Helping Autistic Survivors of Sexual Assault

The percentage of autistic sexual assault survivors is uncertain, Emily Rothman says, given that some choose not to disclose it. She’s working to fix the lack of training for counselors to help autistic survivors by developing an online module with information. Photo courtesy of BU School of Public Health
Helping Autistic Survivors of Sexual Assault
BU’s Emily Rothman is devising online training for counselors
Many autistic people do not prefer to be called “people with autism,” the construction favored by other groups with medical or socioeconomic challenges. If that simple etiquette is unknown by the broader population, imagine the lack of awareness about the needs of autistic and neurodiverse survivors of sexual abuse—including among trauma counselors.
“The tendency to blame oneself can be even that much more acute than it is for non-autistic people,” says Emily Rothman, a Sargent College of Health & Rehabilitation Sciences professor and chair of occupational therapy, whose research has focused on health equity and marginalized populations. “Saying to yourself, there’s something wrong with me, I probably deserved this—questioning whether it really was a sexual assault or not—maybe I agreed to it, maybe I just don’t remember or maybe the way that I say no is wrong.” This “self-gaslighting,” Rothman says, increases the isolation that survivors feel.
As for the training available to counselors to help autistic survivors, “there isn’t any,” says Rothman, who also has appointments at the School of Public Health and the School of Medicine and is an expert in sexual and intimate partner violence and trauma.
She’s working to fix that by developing an online module, to go live early next year on a BU website, with information for college counselors on how to better help autistic survivors of sexual assault.

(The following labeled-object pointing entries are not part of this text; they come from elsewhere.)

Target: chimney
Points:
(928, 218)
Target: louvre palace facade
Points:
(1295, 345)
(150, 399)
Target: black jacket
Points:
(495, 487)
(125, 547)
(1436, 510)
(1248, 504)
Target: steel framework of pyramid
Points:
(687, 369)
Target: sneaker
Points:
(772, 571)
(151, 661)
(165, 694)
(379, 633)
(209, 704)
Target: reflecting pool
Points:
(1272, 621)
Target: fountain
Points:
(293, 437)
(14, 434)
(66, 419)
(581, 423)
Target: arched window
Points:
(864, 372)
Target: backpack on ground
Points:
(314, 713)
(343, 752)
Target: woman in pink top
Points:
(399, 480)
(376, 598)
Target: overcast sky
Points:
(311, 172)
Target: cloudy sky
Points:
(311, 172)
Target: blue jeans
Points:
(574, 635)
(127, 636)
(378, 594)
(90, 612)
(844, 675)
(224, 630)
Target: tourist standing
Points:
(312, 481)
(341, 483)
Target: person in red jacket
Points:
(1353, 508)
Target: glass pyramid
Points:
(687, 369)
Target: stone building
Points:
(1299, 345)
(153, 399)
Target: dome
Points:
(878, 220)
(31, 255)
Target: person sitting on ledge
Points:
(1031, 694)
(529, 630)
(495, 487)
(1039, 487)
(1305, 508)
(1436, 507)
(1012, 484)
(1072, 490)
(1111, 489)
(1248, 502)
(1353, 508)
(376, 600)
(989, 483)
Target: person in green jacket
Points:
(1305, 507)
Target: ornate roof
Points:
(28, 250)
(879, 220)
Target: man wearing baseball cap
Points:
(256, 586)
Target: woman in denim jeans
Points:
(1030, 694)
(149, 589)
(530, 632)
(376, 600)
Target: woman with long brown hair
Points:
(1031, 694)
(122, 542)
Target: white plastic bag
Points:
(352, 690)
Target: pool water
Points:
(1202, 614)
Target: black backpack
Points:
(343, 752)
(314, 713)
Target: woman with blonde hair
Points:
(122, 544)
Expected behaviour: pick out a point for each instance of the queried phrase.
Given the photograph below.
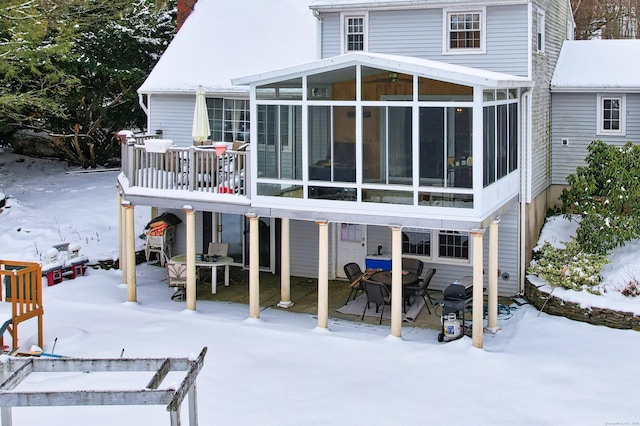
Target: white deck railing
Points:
(185, 168)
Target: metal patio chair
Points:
(377, 293)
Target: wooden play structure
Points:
(16, 370)
(22, 284)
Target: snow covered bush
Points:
(606, 195)
(569, 267)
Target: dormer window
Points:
(354, 33)
(464, 31)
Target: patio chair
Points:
(412, 265)
(354, 274)
(177, 278)
(218, 249)
(421, 289)
(377, 293)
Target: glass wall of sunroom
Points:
(380, 136)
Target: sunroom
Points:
(381, 135)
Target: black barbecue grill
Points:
(456, 298)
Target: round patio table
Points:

Rothman is designing the module with Gina Scaramella (SSW’95), a consultant to businesses, governments, and donors on sexual violence programs, and Laura Graham Holmes, a Hunter College Silberman School of Social Work assistant professor. The work is funded by the nonprofit Organization for Autism Research.

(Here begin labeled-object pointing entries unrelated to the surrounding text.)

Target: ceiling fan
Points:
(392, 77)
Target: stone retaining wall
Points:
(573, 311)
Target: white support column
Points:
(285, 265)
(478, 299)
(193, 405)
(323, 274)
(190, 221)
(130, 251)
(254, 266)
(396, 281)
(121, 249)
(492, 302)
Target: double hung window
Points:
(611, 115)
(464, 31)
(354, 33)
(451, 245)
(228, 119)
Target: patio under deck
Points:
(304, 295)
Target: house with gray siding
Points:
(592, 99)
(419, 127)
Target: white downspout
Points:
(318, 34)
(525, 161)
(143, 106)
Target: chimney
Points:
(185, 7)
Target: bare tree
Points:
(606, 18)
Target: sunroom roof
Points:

The percentage of sexual assault survivors who are autistic is uncertain, Rothman says, given that some choose not to disclose it. But the module can and will address other matters that might be unfamiliar to counselors, starting with a primer on autism. That primer will note that it’s neither an intellectual disability nor a mental disorder, but a developmental disorder (although it can occur in people with mental health challenges).
The team is assisted by a six-person advisory group of autistic people, including Val Erwin, a Bowling Green State University doctoral student who is writing her dissertation on college sexual assault survivors with disabilities. Erwin counseled sexual assault survivors while getting her master’s degree and working at a women’s center, and from talking to survivors, both at her campus and those who had transferred from elsewhere, she says, and she saw a pattern of counselors skirting discussion of disabilities.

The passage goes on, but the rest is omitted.